Шофер оказался пожилым, добродушным и разговорчивым. Был он из местных, из села, но старуха его не знала, а он быстро выяснил, кто она и откуда. И почему-то очень обрадовался:
— Значит, это твой бедноту на выселки увел? Ну, история, нам об этом еще в школе рассказывали! И все мужики в войну полегли? Вот оно, значит, как дело-то в Жемчугах обернулось. Что же, мать, до автобуса еще часа три, никак не меньше, так я тебя пока к своей мамане отвезу. Обсушишься, обогреешься, чайку попьешь.
Шоферская маманя оказалась помладше старухи, и старуха ее не помнила. А маманя старуху помнила, и мужа ее помнила, и митинг тот, на котором беднота решила отселиться ради новой жизни, и сам исход их из села — с красным флагом, гармошкой да песнями: тогда она, сегодняшняя шоферская маманя и бабка двоим внукам, была девчонкой-подростком, все замечала, все видела и все уложила в памяти своей.
— Помнишь, твой-то сказал, что революция, мол, всех поменяла и теперь тот хозяин, кто вчера рабом был, а тот, кто был хозяин, тот сегодня раб? А я помню, все помню! И еще так: это рабы, говорил, ждут от жизни милостей, а мы хозяева, мы сами возьмем милости эти. Вот постановим, что через пять лет будет у нас счастливая жизнь, и выполним такое свое постановление.
Уласканная, согретая и обсушенная, старуха наслаждалась чаем и воспоминаниями о собственной молодости. Ее память, надорванная четырехкратными потерями в войну, многое уже утратила, многое в ней истерлось и померкло, а у хозяйки голова была ясной, вспоминала она с удивленным восторгом, и старуха испытывала теплую благодарность и радость на душе.
— И тебя помню, ой помню!

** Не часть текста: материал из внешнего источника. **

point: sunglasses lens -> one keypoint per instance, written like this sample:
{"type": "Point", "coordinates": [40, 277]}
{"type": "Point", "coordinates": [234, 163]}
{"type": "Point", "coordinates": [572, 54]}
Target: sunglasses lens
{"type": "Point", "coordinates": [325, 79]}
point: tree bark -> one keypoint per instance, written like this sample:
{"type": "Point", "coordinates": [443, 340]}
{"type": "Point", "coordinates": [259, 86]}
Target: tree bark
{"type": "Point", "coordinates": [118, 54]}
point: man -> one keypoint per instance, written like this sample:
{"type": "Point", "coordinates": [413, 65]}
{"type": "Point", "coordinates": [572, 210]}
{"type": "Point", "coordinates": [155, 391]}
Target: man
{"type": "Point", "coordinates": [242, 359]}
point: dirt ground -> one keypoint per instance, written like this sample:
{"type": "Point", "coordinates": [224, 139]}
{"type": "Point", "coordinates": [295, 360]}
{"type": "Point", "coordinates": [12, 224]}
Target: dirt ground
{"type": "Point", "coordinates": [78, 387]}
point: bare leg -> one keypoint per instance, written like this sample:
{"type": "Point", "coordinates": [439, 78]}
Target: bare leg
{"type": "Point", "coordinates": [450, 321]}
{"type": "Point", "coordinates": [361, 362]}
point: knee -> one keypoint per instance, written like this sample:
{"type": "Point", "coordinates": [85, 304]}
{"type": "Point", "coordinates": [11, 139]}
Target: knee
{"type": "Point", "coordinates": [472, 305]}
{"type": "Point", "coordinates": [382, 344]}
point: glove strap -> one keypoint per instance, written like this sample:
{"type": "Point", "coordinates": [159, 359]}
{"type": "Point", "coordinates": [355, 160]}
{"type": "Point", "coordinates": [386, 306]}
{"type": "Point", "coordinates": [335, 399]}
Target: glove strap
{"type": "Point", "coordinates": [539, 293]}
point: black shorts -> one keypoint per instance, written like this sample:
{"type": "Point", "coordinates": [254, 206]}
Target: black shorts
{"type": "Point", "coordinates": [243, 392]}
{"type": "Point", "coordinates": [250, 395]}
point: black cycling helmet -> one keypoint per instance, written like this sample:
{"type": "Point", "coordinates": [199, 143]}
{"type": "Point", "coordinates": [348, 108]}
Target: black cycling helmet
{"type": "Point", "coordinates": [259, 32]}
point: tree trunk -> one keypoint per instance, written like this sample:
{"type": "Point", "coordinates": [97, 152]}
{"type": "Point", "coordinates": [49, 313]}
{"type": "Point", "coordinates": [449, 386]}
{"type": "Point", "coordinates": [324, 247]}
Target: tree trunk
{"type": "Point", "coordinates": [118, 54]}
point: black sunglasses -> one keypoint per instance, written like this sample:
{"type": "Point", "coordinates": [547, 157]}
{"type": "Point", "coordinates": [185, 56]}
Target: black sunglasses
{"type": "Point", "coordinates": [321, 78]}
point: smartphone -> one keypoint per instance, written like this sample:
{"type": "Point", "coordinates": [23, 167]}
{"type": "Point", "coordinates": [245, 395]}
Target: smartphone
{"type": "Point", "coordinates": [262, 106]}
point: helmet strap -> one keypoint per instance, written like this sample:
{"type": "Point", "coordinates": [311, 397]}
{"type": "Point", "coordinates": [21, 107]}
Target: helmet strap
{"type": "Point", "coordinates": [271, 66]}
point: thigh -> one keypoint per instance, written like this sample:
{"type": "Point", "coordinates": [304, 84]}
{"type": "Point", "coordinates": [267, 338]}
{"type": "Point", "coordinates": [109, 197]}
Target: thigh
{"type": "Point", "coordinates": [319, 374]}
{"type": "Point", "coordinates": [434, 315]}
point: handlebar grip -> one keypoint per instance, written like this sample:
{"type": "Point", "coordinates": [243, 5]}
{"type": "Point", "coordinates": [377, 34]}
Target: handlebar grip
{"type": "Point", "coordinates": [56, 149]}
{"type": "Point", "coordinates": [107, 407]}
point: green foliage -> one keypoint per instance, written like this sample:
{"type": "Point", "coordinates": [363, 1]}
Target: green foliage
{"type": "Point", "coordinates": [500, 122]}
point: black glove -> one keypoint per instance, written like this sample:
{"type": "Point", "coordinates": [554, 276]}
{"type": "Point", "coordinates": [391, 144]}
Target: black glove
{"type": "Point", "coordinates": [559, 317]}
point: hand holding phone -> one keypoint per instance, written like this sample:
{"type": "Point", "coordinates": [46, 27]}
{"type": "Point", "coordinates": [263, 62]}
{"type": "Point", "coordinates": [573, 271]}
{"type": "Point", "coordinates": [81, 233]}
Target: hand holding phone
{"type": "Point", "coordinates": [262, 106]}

Все бабоньки в красных платочках, а ты — в белом. Под красным флагом шла рядом с мужем, ребеночек на руках, и пела звончей всех, а платочек на тебе — белый.
— Белый, белый, точно ты говоришь, милая, — беззубо улыбалась старуха. — А знаешь, почему белый-то? А потому, что забежала я к отцу своему, к батюшке родному, благословения на уход получить, а он меня за волосья да по всей избе, да по всему двору! Уж не знамо как вырвалась простоволосая из родительского дома, а косынка красная да полкосы там и остались, в руках у батюшки. И больно мне, и совестно, и реву я, и задами к тетке своей, к Степаниде Мироновне: помнишь ее? В проулке за лабазом купца Дергунова жила, мужа у ей в Гражданскую убили? Вот она мне свой платочек-то и дала. Дранную батюшкой родным голову покрыть.
— Ай, помню Мироновну, помню! — обрадовалась хозяйка и даже руками всплеснула. — Она все песни знала, и голос у нее был звонок, и ее на все свадьбы приглашали. И на моей она тоже песни играла и глядела, чтоб все по закону было, как положено и по обычаю.
— Вот, вот, она самая, тетка моя, — бормотала старуха, улыбаясь и утирая обильные слезы. — Вот, вот, значит, белый платочек…
Обсушили, обогрели, чайком напоили, и старуха три часа тряслась в автобусе с улыбкой. Дождь моросил, грязь под колесами хлюпала, из ухабов фонтанами била до самых окон, небо серое и низкое, и ветер, и дорожка районная — только зубы поспевай считать, у кого они есть! — а старуха улыбалась до самой станции.
Правду сказать, так не дальний путь и не пересадки ее беспокоили. Для нее все было простым и естественным, и никакие сложности жизни, никакие трудности бытия и быта не могли ни испугать, ни насторожить, ни даже удивить ее. И боялась она не встречи с ними, с трудностями, а встречи с «самим». С мужем единственной дочери, с отцом единственного внука, с зятем Эдуардом Леонтьевичем, который с таким виртуозным мастерством, с таким восторженным наслаждением колол и разделывал свиней. И очень страшилась предстоящей встречи и особо — объяснений, как смела покинуть свиней, которых откармливала по лично составленному «самим» рациону и режиму.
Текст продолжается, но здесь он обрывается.